Fedora40 の方が、デフォルトの python を使えるので、セットアップが楽な印象を受ける。
計算の実行
/opt 内のファイルの権限設定を変更。
cd /opt
sudo chmod -R 755 alphafold3
sudo chmod -R 755 hmmer
計算の実行は、任意のディレクトリで行う。
ここでは、/home/odyssey というホームディレクトリ上に新たに af3 というディレクトリを作成して行う。
root ユーザーを exit で終了しておく。
cd
mkdir af3
cd af3
vi AF3_script.sh
実行ファイル AF3_script.sh の中身は、こちらの github の AF3_script.sh を使用。
ファイルパスを以下のように変更。
ALPHAFOLD3DIR="/opt/alphafold3/3.0.0"
HMMER3_BINDIR="/opt/hmmer/bin"
DB_DIR="/opt/alphafold3/3.0.0/public_databases"

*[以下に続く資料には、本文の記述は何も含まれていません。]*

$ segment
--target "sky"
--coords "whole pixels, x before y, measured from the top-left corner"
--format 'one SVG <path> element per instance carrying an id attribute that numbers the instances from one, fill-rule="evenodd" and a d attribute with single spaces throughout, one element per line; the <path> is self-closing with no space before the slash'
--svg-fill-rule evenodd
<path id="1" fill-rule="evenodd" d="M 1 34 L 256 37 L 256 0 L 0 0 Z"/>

MODEL_DIR="/opt/alphafold3/3.0.0/models"
json ファイルは、以下を使用。
{
"name": "1ABC",
"modelSeeds": [1],
"sequences": [
{
"protein": {
"id": ["A"],
"sequence": "MTTGLSTAGAQDIGRSSVRPYLEECTRRFQEMFDRHVVTRPTKVELTDAELREVIDDCNAAVAPLGKTVSDERWISYVGVVLWSQSPRHIKDMEAFKAVCVLNCVTFVWDDMDPALHDFGLFLPQLRKICEKYYGPEDAEVAYEAARAFVTSDHMFRDSPIKAALCTTSPEQYFRFRVTDIGVDFWMKMSYPIYRHPEFTEHAKTSLAARMTTRGLTIVNDFYSYDREVSLGQITNCFRLCDVSDETAFKEFFQARLDDMIEDIECIKAFDQLTQDVFLDLIYGNFVWTTSNKRYKTAVNDVNSRIQAAALEHHHHHH"
}
},
{
"ligand": {
"id": ["B","C", "D"],
"ccdCodes": ["MG"]
}
},
{
"ligand": {
"id": ["E"],
"ccdCodes": ["PPV"]
}
}
],
"dialect": "alphafold3",
"version": 1
}
計算を開始して、10 秒ほど経過してエラーが起きなければ成功。
AF3_script.sh 実行時は、 terminal の横幅を広くした方が良い。Progress バーがどんどん下に表示され続ける。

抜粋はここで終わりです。